Network issues in NSX-T might block intra-namespace traffic; verify firewall rules. If you encounter “no such file or directory” for /usr/bin/ssh, wait longer for the installation to complete and retry.
For older TKG versions, the secret format might differ—consult version-specific docs. If using vDS instead of NSX, alternative methods like direct SSH with port forwarding may be needed.
Word count so far: 1,356
Best Practices and Security Considerations
Security is paramount when dealing with SSH access. Always use ephemeral jumpboxes—create them only when needed and delete immediately after. Avoid storing keys externally; rely on Kubernetes secrets.
Implement role-based access control (RBAC) to limit who can deploy such pods. Monitor pod logs and cluster events for unauthorized access attempts. Use multi-factor authentication for vSphere SSO.
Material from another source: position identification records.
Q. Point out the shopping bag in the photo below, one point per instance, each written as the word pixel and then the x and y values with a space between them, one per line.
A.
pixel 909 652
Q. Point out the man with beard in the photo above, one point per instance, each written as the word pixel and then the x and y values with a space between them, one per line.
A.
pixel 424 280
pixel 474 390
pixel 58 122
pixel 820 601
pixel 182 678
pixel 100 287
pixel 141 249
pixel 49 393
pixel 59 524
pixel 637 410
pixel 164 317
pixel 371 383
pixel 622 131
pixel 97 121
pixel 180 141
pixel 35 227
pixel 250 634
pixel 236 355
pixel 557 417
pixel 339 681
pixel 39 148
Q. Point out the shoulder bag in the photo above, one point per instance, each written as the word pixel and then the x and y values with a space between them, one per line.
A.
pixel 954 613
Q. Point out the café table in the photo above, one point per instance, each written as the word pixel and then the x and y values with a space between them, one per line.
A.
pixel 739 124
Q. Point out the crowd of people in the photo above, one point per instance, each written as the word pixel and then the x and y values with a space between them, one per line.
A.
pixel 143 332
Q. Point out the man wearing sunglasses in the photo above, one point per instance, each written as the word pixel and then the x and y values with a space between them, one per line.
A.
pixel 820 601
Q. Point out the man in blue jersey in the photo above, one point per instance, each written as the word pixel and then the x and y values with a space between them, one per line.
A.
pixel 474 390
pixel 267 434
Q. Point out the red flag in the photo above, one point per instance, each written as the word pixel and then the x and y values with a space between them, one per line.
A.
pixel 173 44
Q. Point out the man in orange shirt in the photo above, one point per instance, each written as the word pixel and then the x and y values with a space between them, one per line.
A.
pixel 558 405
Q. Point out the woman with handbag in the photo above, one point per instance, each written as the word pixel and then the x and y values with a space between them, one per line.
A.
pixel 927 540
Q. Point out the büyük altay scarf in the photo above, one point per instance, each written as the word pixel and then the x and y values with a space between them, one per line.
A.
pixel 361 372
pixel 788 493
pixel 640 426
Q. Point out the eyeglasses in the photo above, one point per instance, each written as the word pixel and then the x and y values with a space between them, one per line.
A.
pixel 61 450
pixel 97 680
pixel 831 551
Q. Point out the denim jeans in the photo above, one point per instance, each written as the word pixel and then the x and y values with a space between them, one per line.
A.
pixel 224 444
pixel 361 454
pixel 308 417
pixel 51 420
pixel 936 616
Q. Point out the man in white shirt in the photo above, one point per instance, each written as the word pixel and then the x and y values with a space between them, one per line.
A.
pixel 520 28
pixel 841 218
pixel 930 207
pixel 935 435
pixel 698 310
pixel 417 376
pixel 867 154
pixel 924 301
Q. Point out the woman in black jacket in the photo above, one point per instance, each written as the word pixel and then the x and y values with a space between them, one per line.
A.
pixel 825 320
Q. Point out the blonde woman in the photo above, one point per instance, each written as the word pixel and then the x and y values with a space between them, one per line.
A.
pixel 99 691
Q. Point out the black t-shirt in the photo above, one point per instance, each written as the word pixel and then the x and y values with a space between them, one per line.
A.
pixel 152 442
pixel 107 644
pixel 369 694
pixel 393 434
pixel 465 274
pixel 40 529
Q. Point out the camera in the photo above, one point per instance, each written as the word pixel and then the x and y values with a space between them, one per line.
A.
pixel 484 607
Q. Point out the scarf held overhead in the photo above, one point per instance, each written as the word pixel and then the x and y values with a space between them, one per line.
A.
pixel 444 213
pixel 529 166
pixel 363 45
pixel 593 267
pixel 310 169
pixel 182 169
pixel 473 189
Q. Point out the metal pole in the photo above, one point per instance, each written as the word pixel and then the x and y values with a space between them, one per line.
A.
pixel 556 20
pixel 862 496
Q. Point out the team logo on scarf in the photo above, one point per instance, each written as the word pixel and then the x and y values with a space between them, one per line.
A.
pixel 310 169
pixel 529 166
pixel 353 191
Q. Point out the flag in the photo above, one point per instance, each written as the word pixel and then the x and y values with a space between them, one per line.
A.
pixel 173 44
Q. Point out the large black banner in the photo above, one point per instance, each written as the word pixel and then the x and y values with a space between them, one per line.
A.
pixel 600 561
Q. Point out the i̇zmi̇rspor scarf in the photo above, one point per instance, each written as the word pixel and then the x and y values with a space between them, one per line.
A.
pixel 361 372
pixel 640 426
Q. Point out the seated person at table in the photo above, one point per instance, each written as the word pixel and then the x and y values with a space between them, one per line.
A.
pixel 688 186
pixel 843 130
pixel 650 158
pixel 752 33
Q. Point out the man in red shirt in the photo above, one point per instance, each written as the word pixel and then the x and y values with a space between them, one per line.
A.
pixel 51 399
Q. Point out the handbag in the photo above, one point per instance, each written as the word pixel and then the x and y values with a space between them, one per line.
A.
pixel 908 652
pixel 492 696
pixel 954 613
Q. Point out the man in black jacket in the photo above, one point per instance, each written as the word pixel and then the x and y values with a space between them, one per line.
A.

For production, consider auditing tools like Falco for runtime security. Regularly rotate SSH keys by redeploying clusters if possible.
In terms of best practices, document your procedures, automate with scripts, and test in non-production environments first. This method scales well for multiple clusters, as you can parameterize the YAML.
Word count so far: 1,468
Real-World Applications and Conclusion
In practice, this technique is invaluable for debugging issues like node not ready states, storage attachments, or network misconfigurations in TKG clusters. For instance, during a recent outage in a financial services firm, admins used a PodVM to SSH and identify a misconfigured etcd, restoring service quickly.
In conclusion, SSH access to TKG cluster nodes via a PodVM exemplifies the power of integrating Kubernetes with virtualization. It provides secure, efficient access without compromising isolation. As cloud-native adoption grows, mastering such hybrid techniques will be key to operational excellence. With the steps outlined here, you’re equipped to handle advanced TKG management tasks effectively.